Jornalista russa que noticiou o ataque ao teatro de Mariupol pega seis anos de prisão

Maria Ponomarenko está presa desde abril de 2022 e diz que chegou a tentar o suicídio, tendo inclusive passado por um hospital psiquiátrico

A Justiça da Rússia sentenciou a seis anos de prisão a jornalista Maria Ponomarenko, sob a acusação de divulgar informações “falsas” sobre a guerra na Ucrânia. Ela está presa desde abril de 2022, após noticiar o bombardeio a um teatro da cidade ucraniana de Mariupol. As informações são do jornal independente The Moscow Times.

Ponomarenko trabalhava para o site RusNews quando as tropas de Moscou foram acusadas de realizar o ataque aéreo que atingiu um teatro que abrigava civis em Mairupol, na região de Donetsk, no leste da Ucrânia, no dia 16 de março de 2022. O número de mortos até hoje é incerto, e o Kremlin nega que tenha sido responsável pelo bombardeio.

Presa desde então, a jornalista chegou a ser internada em um hospital psiquiátrico. Em setembro do ano passado, durante uma audiência, ela revelou ainda que chegou a tentar o suicídio. À época, alegou que sofre de depressão e claustrofobia e que, por isso, precisaria ser transferida para a prisão domiciliar. Mãe de duas meninas, teve o pedido negado e foi mantida na prisão.

Teatro de Mariupol abrigava mulheres e crianças e foi bombardeado (Foto: Ukraine Now/Telegram)

No julgamento realizado nesta semana, a promotoria pediu que uma pena de nove anos de prisão fosse imposta à acusada, com o juiz a sentenciando a seis anos. Além disso, Ponomarenko foi proibida de exercer o trabalho jornalístico pelos próximos cinco anos.

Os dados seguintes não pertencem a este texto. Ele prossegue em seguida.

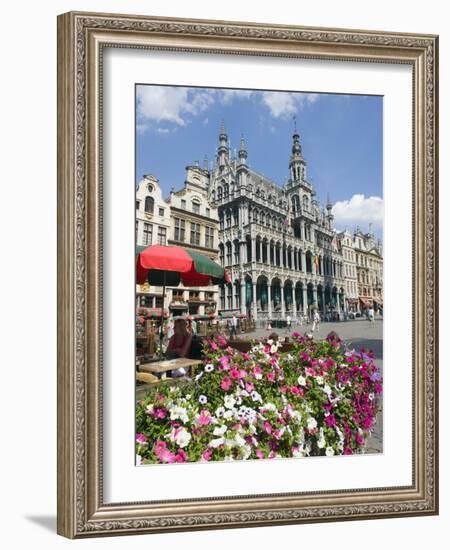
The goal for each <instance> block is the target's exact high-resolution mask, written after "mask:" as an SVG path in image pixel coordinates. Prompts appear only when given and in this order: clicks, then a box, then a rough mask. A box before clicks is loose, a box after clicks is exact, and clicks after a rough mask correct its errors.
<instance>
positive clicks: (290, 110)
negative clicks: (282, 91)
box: [262, 92, 320, 118]
mask: <svg viewBox="0 0 450 550" xmlns="http://www.w3.org/2000/svg"><path fill="white" fill-rule="evenodd" d="M319 97H320V96H319V94H299V93H291V92H264V93H263V95H262V102H263V103H264V104H265V105H266V106H267V107H268V108H269V111H270V114H271V115H272V116H273V117H275V118H288V117H289V116H292V115H294V114H295V113H296V112H297V111H302V110H303V109H304V108H305V105H312V104H313V103H315V102H316V101H317V100H318V99H319Z"/></svg>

“Basta abrir a Constituição e lê-la para provar minha inocência”, disse a jornalista em seu depoimento final ao tribunal na terça-feira (14). “Nenhum regime totalitário jamais foi tão forte quanto antes de seu colapso”, acrescentou em tom desafiador, dando a entender que o regime de Vladimir Putin está perto do fim.

Centenas de mortos

O ataque ao teatro de Mariupol foi o primeiro episódio de repercussão global a gerar acusações de crimes de guerra contra Moscou no conflito em curso na Ucrânia, iniciado em 24 de fevereiro do ano passado. O número de mortos, porém, ainda é incerto.

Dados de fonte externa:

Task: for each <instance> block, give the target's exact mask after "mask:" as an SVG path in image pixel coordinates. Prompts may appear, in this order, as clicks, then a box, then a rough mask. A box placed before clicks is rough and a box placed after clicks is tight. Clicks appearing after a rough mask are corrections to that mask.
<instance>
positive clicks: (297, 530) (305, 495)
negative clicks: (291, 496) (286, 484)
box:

Inicialmente, falou-se em cerca de 300 mortos no local, que sabidamente abrigava civis, inclusive mulheres grávidas e crianças. A estimativa é de que cerca de 1,2 mil pessoas estavam escondidas ali dentro. Uma investigação posterior da agência Associated Press sugeriu que o número de mortos se aproxima de 600.

Em julho do ano passado, a organização humanitária Anistia Internacional classificou o episódio como crime de guerra, mas fez um cálculo diferente quanto ao número de vítimas. “Não está claro exatamente quantas pessoas foram mortas, mas é provável que a contagem seja muito menor do que o informado anteriormente”.

Por que isso importa?

Na Rússia, posicionar-se contra o governo já era perigoso antes da eclosão da guerra na Ucrânia. Desde a invasão do país vizinho por tropas russas, no dia 24 de fevereiro, a ameaça aos opositores do presidente Vladimir Putin aumentou consideravelmente, com novos mecanismos legais à disposição do Estado e o aumento da violência policial para silenciar os críticos.

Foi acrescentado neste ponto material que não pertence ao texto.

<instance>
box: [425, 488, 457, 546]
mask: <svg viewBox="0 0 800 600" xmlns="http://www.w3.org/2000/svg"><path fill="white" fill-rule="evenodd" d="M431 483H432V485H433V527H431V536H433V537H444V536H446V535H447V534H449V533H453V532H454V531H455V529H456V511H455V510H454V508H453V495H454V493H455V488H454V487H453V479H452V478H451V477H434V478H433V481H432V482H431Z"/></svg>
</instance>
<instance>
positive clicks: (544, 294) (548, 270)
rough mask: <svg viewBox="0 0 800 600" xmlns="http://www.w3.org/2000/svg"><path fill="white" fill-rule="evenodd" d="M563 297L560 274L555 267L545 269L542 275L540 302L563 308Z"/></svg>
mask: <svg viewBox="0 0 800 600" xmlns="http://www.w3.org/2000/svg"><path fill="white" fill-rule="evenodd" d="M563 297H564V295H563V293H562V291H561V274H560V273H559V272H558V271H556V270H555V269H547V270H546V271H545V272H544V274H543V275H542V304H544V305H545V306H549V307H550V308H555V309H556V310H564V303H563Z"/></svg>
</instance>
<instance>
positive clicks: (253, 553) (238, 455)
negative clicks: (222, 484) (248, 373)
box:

Uma lei do início de março de 2022, com foco na guerra, pune quem “desacredita o uso das forças armadas”. Dentro dessa severa nova legislação, os detidos têm que pagar multas que chegam a 300 mil rublos (R$ 22 mil), com penas de prisão de até 15 anos.

A pena mais rigorosa da legislação é aplicada por divulgar “informações sabidamente falsas” sobre o exército e a “operação militar especial” na Ucrânia, que é como o governo descreve a guerra.

Desde o início do conflito, a ONG OVD-Info, que monitora a repressão estatal na Rússia, reporta mais de 19,5 mil detenções em protestos contra a guerra em todo o país, com 400 pessoas levadas ao tribunal para responder criminalmente por seus atos.

A enorme maioria dos casos, cerca de 15 mil, foi registrada no primeiro mês de guerra. Depois, houve um pico entre setembro e outubro de 2022, devido ao recrutamento de cidadãos anunciado por Putin. Entre dezembro de 2022 e janeiro de 2023, foram registradas somente 22 detenções, sinal de que a repressão estatal tem funcionado.